You would have been hard pressed to believe that would be the case at half-time.

It can be hard to take much out of another defeat.

The bottom line is another defeat and now the team are just six ahead of the drop zone.

But at least when it seemed all was lost last night, Saints showed there is still a bit of fight, a bit of life left in them yet.

Having trailed 3-0 at the break, most people would have quite happily packed up and gone home.

The scoreline made it look a foregone conclusion and, despite some nice football from Saints, you couldn't see it being any other way.

But just a little spark, a very early second half goal, and things turned around.

Suddenly Saints were rampant in a way we haven't really seen this season.

The players, clearly fuelled by a certain amount of rage over Stoke's physical approach and some lenient refereeing, were desperate to make a point.

And they did.

There was passion, heart and commitment.

You could argue that it's easy to show all that when you're behind and away from home; it's much harder in front of your fans and from the start.

But at least now John Gorman and Jason Dodd have something to point to, a reference point for the players.

They can say that spell in the second half at Stoke is the type of intensity required to see them pick up some more points and end their miserable run of just one win in 11 league games.

Stoke played exactly as they were expected to.

They were strong, powerful, physical, aggressive. They tried to knock Saints out of their stride at every opportunity, whether it be from setpieces or gamesmanship.

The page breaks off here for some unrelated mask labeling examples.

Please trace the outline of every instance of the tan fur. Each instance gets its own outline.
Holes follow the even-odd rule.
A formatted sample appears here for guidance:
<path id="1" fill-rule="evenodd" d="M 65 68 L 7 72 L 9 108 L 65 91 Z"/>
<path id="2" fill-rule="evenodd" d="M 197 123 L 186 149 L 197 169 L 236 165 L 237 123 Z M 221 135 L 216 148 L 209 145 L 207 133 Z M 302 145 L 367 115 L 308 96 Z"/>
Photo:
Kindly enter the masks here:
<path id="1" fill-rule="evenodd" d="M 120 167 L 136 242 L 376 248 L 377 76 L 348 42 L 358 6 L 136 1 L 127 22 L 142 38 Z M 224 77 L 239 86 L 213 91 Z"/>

In the first half Saints occasionally let it put them off,which is what is was designed to do. In the second period, they channelled their aggression and it fired them on.

The first half saw very few clear cut chances for either side, and it was no real surprise that Stoke's goals all came from set-pieces - in fact, they all came from Liam Lawrence corners.

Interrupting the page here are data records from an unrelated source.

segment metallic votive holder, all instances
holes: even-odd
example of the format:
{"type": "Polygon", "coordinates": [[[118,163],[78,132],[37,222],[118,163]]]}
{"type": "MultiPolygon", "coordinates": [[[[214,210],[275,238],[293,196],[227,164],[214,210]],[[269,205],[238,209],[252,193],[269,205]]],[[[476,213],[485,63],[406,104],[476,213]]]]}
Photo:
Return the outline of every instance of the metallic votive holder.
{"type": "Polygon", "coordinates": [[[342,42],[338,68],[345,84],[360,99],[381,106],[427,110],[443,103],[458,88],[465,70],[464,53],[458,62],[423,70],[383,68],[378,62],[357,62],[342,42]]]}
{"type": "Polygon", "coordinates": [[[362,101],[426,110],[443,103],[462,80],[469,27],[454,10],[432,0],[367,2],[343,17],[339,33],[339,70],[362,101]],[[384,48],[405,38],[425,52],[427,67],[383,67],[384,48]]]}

It took 27 minutes - after Jhon Viafara had missed Saints' only real chance of the half - for the opener when the ball was delivered right into the danger zone.

Ryan Shawcross attacked it with plenty around him and somehow the ball broke loose to him a couple of yards out but with his back to goal.

Kelvin Davis got down to block the shot but, in a melee of players, Darren Powell could only divert his attempted clearance onto the inside of a post and into his own net.

Lawrence delivered a corner from the other side on 35 minutes and it was 2-0, this time Shawcross meeting it with a thumping header that took a deflection but was easily on target regardless.

After Ricardo Fuller and Lawrence both went close, Stoke appeared to have the game sealed a minute before the break.

Again it was Lawrence with the corner, again the Saints marking wasn't good enough and this time it was Mamady Sidibe who powered home a header.

But while many expected a walk in the park for Stoke in the second half, it was never that way from the very start.

Just 11 seconds after the re-start, Stern John flicked the ball over a defender, controlled on his chest and fired a speculative volley from 20 yards that flew past Steve Simonsen and into the far corner.

That sparked Saints into life and they chased the game with tremendous vigour.

Viafara went close again before John made it 3-2, this time finishing low past Simonsen after breaking the offside trap to collect Jermaine Wright's chipped ball.

Suddenly Saints were a team with belief. But during a 20-minute spell when they had Stoke on the ropes, shaken and struggling to get out of their own penalty area, they couldn't get another goal.

John twice went close while Andrew Surman's shot from distance deflected just wide.

But Stoke did get off the canvas and recover.

They got their shape back, their heads together and almost bagged another, Davis making good saves from Lawrence and Salif Diao.

It may have only been in a spell of the game, and it might not have proved enough, but at least Saints showed more of what they so desperately require.

It was just a pity they couldn't do it from the very first whistle.

Daily Echo Man of the Match: STERN JOHN Was the real catalyst for Saints firing back. Got two and on another day might have had even more.